I will be moving my stuff out of the house during the week following the end of my exams (starting the 22nd). All my stuff will be out of the house by the evening of the 28th. I will then be leaving to see my family from the 29th until the 12th of January when I will return to town. I would be interested in checking in with you at some point after I return, maybe that weekend? But I don’t think I will be available for any kind of regular tending to our relationship for a few months, as I mentioned before. Of course, this is just how I project my own feelings and needs. If you are not interested in or able to reestablish contact with me on that timeline, that is completely understandable. I will let you know contact information for me as soon as I have it.

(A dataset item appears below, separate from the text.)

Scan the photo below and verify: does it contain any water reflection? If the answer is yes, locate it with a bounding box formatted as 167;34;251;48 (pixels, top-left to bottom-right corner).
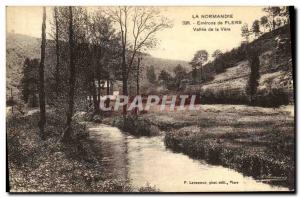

I love you and I hope all this has made sense. I’m sorry if it feels formal, stiff and weird. I felt like I needed to type it all up in this way to keep it ordered and to make sure it made sense. I have had a really hard time keeping it all clear and straight in my head and I’ve had an even harder time communicating it to you. I want you to have happiness and fulfillment and love in everything you do. I’m sorry we weren’t both able to achieve those things together. I hope we’re both able to achieve them, in some way, apart.
Saturday, December 03, 2005
and on the second day there was work
I woke up from 2 hours sleep in mog's bed w/o the aid of an alarm clock b/c my body was ready, conditioned, neurotic to the point of punctuality. And I dressed in the dark, kissed her curly-haired temple and left. I had that hollow, shaking feeling inside from not enough sleep and too early rising. Fortunately, my job is so, so forgiving. Especially the weekend shift. I've had this job four and a half years now -- a long time for me and a job. A long time for me and *anything*. I love this job. Residential counselor in a transitional housing facility for the homless, mentally ill. That's it in a nutshell. But the absurdity, which is much more complex, is what I love most about it.
Today these strange christians came and cooked our clients breakfast and said a prayer, then sang a christmas song, etc. It was nice. And I tried not to wonder where CB was, where she slept, etc. And I tried also not to think of mog, although I finally called her. I wanted somehow to address the near break-up conversation we had last night, but i don't want to make it that much more awkward. i'm just wondering...
sleeping at mog's.
So we lay there curled like puppies, warm and surprisingly comfortable (as most close time w/ mog surprisingly is) -- she fell asleep pretty quick but alas I'd missed my window of sleep opportunity. I lay staring at the ceiling, my body vibrating with exhaustion and anxiety for hours. I noticed that mog furrows her brow even while she sleeps. Funny. But watching mog sleep didn't help me sleep. I noticed that as I lay there trying to sleep, mog's breathing sounded like my partner's, who we shall call CB. Her small sounds: sniffing, swallowing, occasional, quiet snoring... As I lay there, those sounds, so familiar, triggered all the anxiety I would've felt at home with CB -- all the anxiety I now realize I've been feeling sleeping next to CB for almost a year. I noticed after awhile that I was laying there in bed next to mog bracing against her night sounds, prepared for it to actually be CB there. Waiting for her to stir, snort, cry out and roll over drunkenly, throwing her unwanted arms and legs across me. So, of course, I couldn't sleep.
Friday, December 02, 2005
in the beginning there was the end
I'm leaving because she's a crazy drunk. I'm leaving because I'm miserable. I'm leaving because it isn't what we thought it would be, what we knew it *could* be. I'm leaving because our relationship devolved into codependency, because I'm enabling her drinking and she's enabling my martyr complex. I'm leaving because she's needy, desperate, selfish, mean.
But in so many ways I'm terrified. I'm full of guilt, self-doubt, fear that I'm making a terrible mistake, that really *I'm* the one fucking it up. I don't trust myself and I can't seem to give myself permission to stop taking care of her and start taking care of myself. And it's hard to feel as done as I feel while at the same time holding open a space to grieve the loss of the relationship. The relationship itself has been so meaningful, such a source of joy, hope, fascination, excitement, contentment, security, etc.